Getting rid of `NaN` values with `.dropna()`

If you have a Series (the two-column ugly thing) and you want to get rid of NaN values, use .dropna()

# Get every name that is not NaN
df['Name'].dropna()

If you have a DataFrame (the nice table thing) and you want to get rid of every row with a NaN value, use .dropna() with a subset.

# Get rid of every row where Name is NaN
# BUT!!!! you don't overwrite df,
# df still has the NaN values in it
df.dropna(subset=['Name'])

If you want to permanently remove the NaN rows, use inplace=True

# Get rid of every row where Name is NaN
df.dropna(subset=['Name'], inplace=True)

Counting `NaN` values with `value_counts()`

By default, value_counts() ignores missing data. It might say “50% of your dogs are white and 50% of your dogs are black,” even if half of your dogs are missing colors!

# Have NaN pay attention to missing values
df['colname'].value_counts(dropna=False)

Replacing `NaN` values with other values

Maybe you think NaN values should be something else instead - “Unknown” or “0” or “Butterscotch.” You can fill in missing values with fillna. It does NOT save it back to the dataframe, though!

# Get everyone's name, but if it's NaN
# replace it with "Not sure"
df['Name'].fillna("Not sure")

To save it back to the dataframe, you can add inplace=True.

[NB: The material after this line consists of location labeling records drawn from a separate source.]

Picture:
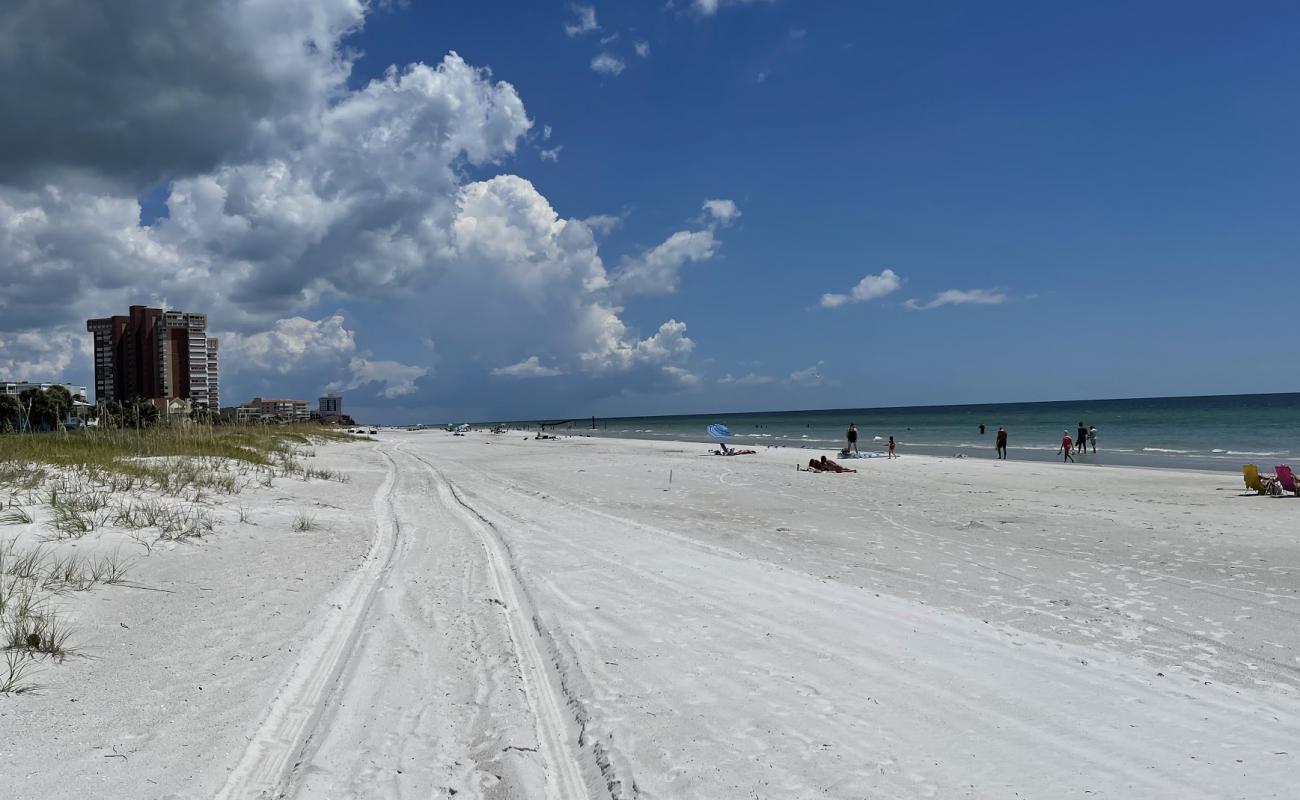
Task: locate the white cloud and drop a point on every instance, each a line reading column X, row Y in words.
column 752, row 379
column 607, row 64
column 398, row 380
column 657, row 269
column 365, row 203
column 960, row 297
column 707, row 8
column 684, row 377
column 583, row 22
column 289, row 345
column 615, row 351
column 176, row 89
column 529, row 367
column 46, row 355
column 869, row 288
column 602, row 223
column 809, row 376
column 723, row 212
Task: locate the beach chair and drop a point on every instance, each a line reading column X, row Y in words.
column 1251, row 472
column 1287, row 479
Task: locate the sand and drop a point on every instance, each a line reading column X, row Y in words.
column 490, row 617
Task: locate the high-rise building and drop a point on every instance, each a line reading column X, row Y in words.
column 155, row 355
column 274, row 409
column 213, row 373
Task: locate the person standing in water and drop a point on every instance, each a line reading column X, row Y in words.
column 1066, row 446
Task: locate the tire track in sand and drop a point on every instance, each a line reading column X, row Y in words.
column 274, row 747
column 564, row 770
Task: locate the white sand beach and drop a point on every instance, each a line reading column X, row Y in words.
column 505, row 618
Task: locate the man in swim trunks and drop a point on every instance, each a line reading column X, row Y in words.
column 1066, row 446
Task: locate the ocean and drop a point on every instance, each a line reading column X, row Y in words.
column 1218, row 432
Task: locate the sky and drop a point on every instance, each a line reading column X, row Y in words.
column 524, row 210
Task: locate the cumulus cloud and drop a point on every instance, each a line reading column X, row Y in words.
column 583, row 21
column 602, row 223
column 869, row 288
column 138, row 91
column 809, row 376
column 289, row 345
column 723, row 212
column 707, row 8
column 960, row 297
column 752, row 379
column 681, row 376
column 356, row 195
column 44, row 355
column 657, row 271
column 529, row 367
column 398, row 380
column 609, row 64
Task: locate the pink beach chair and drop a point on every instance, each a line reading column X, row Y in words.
column 1287, row 479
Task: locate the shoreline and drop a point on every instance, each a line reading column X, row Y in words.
column 618, row 609
column 1114, row 458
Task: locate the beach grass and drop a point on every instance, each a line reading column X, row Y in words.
column 120, row 450
column 14, row 673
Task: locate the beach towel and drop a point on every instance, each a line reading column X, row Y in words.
column 1287, row 479
column 1251, row 472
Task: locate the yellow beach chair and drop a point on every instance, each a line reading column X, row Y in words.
column 1251, row 472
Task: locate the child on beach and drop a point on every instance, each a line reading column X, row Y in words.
column 1066, row 446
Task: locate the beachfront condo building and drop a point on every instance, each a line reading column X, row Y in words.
column 155, row 355
column 17, row 388
column 274, row 409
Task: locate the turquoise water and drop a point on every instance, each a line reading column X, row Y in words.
column 1190, row 432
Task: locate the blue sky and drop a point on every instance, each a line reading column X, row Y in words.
column 1116, row 184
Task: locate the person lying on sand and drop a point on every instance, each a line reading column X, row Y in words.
column 826, row 465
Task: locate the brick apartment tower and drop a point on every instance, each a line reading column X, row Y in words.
column 155, row 355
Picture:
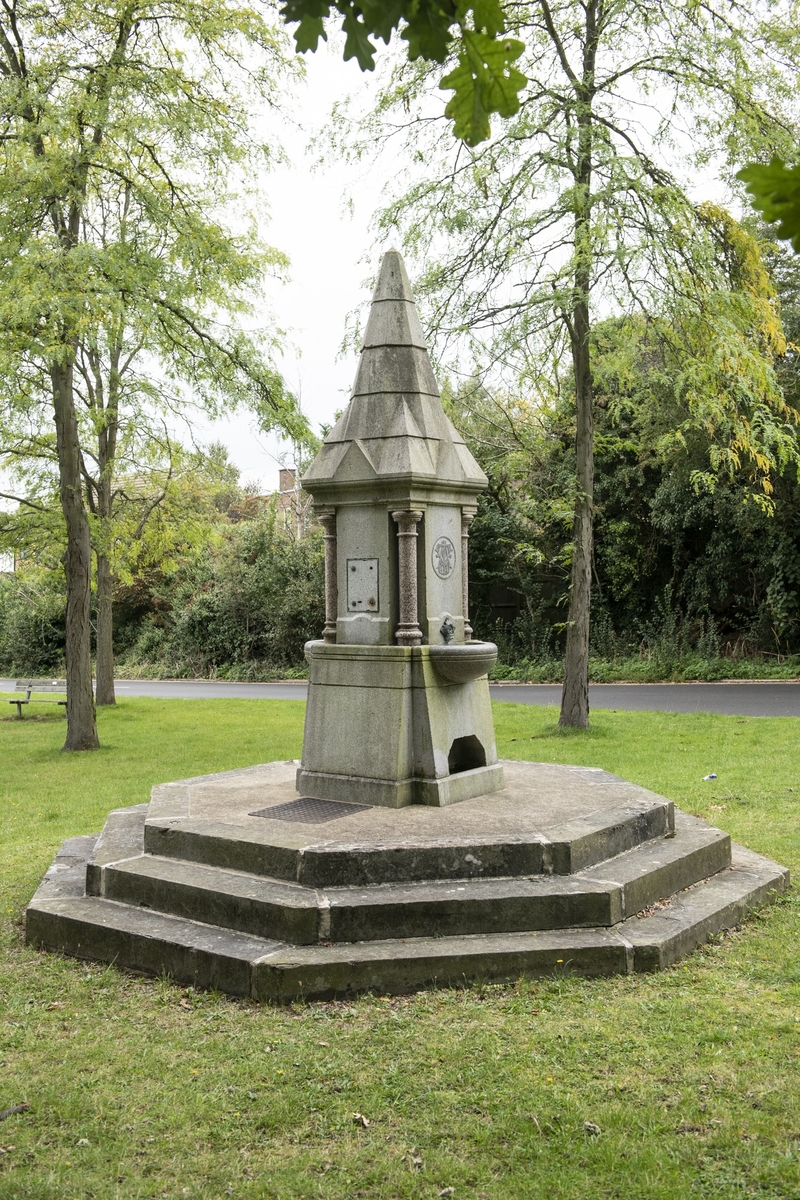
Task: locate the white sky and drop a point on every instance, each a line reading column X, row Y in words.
column 320, row 219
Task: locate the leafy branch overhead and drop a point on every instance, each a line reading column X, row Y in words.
column 775, row 191
column 485, row 79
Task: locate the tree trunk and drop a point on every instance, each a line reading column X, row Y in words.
column 82, row 726
column 104, row 645
column 575, row 695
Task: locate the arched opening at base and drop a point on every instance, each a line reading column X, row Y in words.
column 465, row 754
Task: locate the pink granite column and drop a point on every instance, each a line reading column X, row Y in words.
column 467, row 519
column 408, row 630
column 328, row 521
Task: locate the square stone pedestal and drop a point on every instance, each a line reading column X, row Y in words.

# Permanently replace all NaN names
# with the string "Not sure"
df['Name'].fillna("Not sure", inplace=True)

Send `NaN` to a certain position on a list

When sorting, you can easily tell NaN values to go to the top or the bottom.

df.sort_values(by='colname', na_position='first')
df.sort_values(by='colname', na_position='last')

or if you’re doing a value_counts(), you don’t need to give it a column name

df['colname'].value_counts().sort_values(na_position='first')
df['colname'].value_counts().sort_values(na_position='last')

Avoiding errors with `.str.contains` and missing data

By default, .str.contains gives you True for a match, False for not a match, and NaN for an NaN value. That NaN will screw things up if you’re trying to filter rows! To prevent this trouble, add na=False.

# Match strawberry, blueberry, raspberry
# and any other 'berry'
# Does NOT have an error if a name is missing
df['name'].str.contains("berry", na=False)